More than 80% of confirmed coronavirus cases are not severe, according to the largest study of the Chinese outbreak to date, conducted by the Chinese Centers for Disease Control and Prevention. And those that are severe aren’t always deadly. While much has been made of death tolls in the media, the fatality rate of coronavirus is fairly low. According to the study, 2.3% of people diagnosed with coronavirus in China have died, but the researchers suggest this is an inflated fatality rate, due to an unusually high proportion of deaths within the focal province, whose health system has been overwhelmed and is unable to provide adequate care. Outside of that province, the fatality rate of coronavirus is 0.4% — closer to the fatality rate of the common flu (0.1%) — and may be much lower, as calculations can’t take into account people who are asymptomatic and go undiagnosed.

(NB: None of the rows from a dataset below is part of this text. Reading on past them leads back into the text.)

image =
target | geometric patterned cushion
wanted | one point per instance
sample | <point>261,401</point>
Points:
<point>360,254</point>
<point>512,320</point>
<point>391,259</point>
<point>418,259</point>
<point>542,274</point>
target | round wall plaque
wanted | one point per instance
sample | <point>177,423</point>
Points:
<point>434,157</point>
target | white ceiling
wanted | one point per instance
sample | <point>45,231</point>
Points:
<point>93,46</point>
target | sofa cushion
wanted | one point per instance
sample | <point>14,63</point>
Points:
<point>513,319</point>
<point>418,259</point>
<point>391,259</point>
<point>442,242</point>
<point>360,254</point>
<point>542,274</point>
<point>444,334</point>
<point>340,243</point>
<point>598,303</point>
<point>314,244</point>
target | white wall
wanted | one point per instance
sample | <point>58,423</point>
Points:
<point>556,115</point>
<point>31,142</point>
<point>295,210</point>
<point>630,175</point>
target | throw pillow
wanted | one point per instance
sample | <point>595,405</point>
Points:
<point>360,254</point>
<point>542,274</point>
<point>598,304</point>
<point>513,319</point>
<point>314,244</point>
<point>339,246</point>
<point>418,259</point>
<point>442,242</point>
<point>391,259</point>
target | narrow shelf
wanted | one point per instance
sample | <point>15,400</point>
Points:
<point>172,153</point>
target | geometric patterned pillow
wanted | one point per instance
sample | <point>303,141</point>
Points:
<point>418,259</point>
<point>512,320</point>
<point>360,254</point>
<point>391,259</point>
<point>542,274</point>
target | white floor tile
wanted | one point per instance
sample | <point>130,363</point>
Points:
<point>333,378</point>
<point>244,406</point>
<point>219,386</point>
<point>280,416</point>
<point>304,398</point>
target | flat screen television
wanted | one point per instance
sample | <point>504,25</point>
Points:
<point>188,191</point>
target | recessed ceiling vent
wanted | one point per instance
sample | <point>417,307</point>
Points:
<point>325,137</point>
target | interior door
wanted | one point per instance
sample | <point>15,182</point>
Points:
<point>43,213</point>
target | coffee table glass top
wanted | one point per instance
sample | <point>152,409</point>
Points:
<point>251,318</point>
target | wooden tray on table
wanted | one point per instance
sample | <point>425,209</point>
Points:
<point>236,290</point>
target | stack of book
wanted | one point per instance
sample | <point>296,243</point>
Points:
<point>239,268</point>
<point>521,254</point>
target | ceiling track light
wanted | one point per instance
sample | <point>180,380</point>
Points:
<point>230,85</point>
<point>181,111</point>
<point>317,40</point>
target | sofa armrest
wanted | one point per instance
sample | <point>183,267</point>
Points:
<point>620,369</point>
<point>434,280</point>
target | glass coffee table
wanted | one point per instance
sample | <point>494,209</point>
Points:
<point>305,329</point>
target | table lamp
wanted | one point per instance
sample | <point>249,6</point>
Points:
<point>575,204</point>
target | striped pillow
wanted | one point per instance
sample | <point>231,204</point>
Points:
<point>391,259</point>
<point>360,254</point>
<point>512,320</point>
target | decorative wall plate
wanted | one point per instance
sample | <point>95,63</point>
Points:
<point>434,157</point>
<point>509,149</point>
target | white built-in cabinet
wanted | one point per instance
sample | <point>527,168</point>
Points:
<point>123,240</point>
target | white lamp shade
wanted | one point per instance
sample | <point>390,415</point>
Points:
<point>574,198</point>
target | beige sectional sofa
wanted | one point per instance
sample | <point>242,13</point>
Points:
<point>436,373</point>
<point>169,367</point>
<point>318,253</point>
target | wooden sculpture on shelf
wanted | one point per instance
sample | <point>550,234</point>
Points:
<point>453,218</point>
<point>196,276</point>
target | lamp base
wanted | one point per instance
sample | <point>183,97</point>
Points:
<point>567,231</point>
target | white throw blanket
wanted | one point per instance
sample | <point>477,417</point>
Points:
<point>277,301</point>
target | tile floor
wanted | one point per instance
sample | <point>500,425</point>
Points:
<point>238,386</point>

While it’s possible that COVID-19, like its relative SARS, could slow in its spread as it becomes less and less contagious, Dr. Jin said, experts agree the more expected outcome is that it’s very likely that you’ll get coronavirus at some point in the near future. For most people, it will mean a few days under the weather, at home, feeling miserable. For some, it may mean a hospital stay. For the old and infirm — as with the flu — the risk of a severe case and death is highest. Eventually, however, it’s likely a shot or oral medication will be developed to prevent or mitigate infection, similar to the now-standard annual flu shot and drugs like Tamiflu. Researchers around the world are already actively working toward developing a vaccine.
Until they achieve it, however, strap in and double down on the vitamin C, handwashing (properly), and Crocin — Corona Season is coming.